Zambia: Businesses Suffer From Coin Shortage

They are known as numismatists – people who collect coins as a hobby – and according to All Africa, they are the culprits driving the coin shortage problem in several Zambian provinces.

Of all the different types of hoarding that exist, did you ever consider that coin collecting could be such a menace to society?

When the country’s coins are released from the banking system and into the market, consumers have a tendency to keep these coins, which hinders circulation. The motivation behind coin collection is generally harmless. However the lack of coins is making it difficult for various merchants to carry on with business.

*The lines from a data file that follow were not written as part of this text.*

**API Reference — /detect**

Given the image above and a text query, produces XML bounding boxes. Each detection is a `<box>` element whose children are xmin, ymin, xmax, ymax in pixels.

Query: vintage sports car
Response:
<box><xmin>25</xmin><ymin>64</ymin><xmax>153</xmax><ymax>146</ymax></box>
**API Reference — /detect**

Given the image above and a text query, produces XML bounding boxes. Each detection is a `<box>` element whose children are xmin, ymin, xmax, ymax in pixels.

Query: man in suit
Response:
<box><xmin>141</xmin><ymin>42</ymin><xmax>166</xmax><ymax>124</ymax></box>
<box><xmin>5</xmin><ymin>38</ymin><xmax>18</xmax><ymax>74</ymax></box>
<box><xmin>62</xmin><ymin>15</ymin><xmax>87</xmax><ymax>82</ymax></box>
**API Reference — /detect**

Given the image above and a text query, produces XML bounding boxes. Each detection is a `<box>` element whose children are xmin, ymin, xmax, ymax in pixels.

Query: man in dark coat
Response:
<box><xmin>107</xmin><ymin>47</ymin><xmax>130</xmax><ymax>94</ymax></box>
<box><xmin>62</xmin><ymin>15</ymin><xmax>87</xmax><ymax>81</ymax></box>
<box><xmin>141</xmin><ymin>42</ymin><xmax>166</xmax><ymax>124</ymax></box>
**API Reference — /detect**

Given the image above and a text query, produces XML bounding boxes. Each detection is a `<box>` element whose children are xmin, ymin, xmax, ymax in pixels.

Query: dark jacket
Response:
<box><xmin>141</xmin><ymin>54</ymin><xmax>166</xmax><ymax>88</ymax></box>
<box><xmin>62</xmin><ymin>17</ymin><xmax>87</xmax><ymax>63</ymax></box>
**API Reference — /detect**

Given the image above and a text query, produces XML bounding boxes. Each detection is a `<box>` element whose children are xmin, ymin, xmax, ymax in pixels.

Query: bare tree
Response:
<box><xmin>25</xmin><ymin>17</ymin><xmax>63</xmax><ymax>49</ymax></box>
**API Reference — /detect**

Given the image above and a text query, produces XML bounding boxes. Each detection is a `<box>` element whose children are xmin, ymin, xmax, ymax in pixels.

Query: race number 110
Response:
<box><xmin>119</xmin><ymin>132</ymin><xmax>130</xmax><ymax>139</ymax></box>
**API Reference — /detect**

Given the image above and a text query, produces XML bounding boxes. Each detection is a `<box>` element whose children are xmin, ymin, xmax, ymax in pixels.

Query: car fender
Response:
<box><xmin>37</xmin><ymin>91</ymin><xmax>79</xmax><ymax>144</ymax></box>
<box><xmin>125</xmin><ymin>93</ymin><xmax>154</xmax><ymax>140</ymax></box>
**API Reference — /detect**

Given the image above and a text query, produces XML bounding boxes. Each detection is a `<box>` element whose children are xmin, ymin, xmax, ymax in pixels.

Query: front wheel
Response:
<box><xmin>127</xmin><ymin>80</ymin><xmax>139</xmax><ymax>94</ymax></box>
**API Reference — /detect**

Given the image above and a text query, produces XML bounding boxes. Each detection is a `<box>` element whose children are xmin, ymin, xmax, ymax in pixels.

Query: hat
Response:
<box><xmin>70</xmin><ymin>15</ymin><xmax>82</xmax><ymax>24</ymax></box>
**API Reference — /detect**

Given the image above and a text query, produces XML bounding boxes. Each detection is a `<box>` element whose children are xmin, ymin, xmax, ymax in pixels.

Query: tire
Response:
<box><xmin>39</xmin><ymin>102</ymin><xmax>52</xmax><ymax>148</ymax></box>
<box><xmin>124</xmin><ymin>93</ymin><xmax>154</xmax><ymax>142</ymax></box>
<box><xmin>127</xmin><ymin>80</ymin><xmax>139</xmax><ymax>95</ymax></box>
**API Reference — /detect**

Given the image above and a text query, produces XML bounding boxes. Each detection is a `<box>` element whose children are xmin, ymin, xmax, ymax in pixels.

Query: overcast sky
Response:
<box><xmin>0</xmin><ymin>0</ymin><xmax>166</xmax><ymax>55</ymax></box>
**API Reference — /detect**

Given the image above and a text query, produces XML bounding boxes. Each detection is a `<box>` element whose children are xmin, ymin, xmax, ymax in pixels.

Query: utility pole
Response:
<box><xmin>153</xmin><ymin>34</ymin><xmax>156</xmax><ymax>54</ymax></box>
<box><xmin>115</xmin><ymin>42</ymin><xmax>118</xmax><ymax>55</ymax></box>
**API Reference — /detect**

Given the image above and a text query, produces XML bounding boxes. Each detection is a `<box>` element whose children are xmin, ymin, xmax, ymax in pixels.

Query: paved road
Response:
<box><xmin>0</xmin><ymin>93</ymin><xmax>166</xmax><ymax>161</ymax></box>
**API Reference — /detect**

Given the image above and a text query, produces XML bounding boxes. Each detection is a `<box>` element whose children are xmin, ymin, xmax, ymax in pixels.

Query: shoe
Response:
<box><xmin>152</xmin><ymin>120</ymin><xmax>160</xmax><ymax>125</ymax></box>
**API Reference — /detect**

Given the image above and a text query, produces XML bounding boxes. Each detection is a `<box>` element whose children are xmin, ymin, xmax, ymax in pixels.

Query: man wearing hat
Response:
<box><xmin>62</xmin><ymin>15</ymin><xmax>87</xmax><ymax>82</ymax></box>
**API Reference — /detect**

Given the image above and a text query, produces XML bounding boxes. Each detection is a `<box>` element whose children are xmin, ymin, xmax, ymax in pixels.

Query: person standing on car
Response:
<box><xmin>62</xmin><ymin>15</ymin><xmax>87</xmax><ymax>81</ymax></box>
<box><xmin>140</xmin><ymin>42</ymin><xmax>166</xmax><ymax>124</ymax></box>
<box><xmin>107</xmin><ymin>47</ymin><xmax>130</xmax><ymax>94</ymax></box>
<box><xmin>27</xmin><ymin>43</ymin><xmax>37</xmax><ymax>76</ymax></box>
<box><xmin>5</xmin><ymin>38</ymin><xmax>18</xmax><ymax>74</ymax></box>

In January of this year, the Zambian bank reintroduced the country’s currency. However, the Bank of Zambia did not include one-ngwee coins during the rebase. The deputy minister asked parliament why the minting of the coin was neglected, and if a paper note replacement was a viable option. The house of parliament responded saying further research needed to be completed before confirming a national shortage and concerning the public.

The Central Bank of Zambia reported the issue of coin starvation is being experienced in several parts of the country. According to All Africa, taxi drivers operating in the Southern Province of Zambia complain that business is difficult with the low availability of coins. Smaller businesses, such as the taxi industry, are highly dependent on coins to sustain their trade. When there is a shortage of coins, both merchants and customers are often unable to give precise change.

Merchants and consumers both agree that every coin counts, which explains why some consumers like to harbor coins at home. Some people collect coins for psychological reasons that instill hope for future wealth, or they may be hoarding simply because many complain coins are too heavy to carry around. Instead of lugging around the weight, many people will throw change in a bin at home.

To help combat this problem, members of parliament have suggested replacing certain coins with paper banknotes, which are much lighter. If MPs can encourage consumers to use cash, then circulation would improve.

Despite the relatively innocent reasons for coin collection, the outcome remains the same: trade and commerce in Zambia is being negatively affected. Consumers need to release coins back into the market more often to keep the market thriving. However, finance minsters did report that the coin printing is an on-going process and that the public can expect to see an increased availability of coins soon.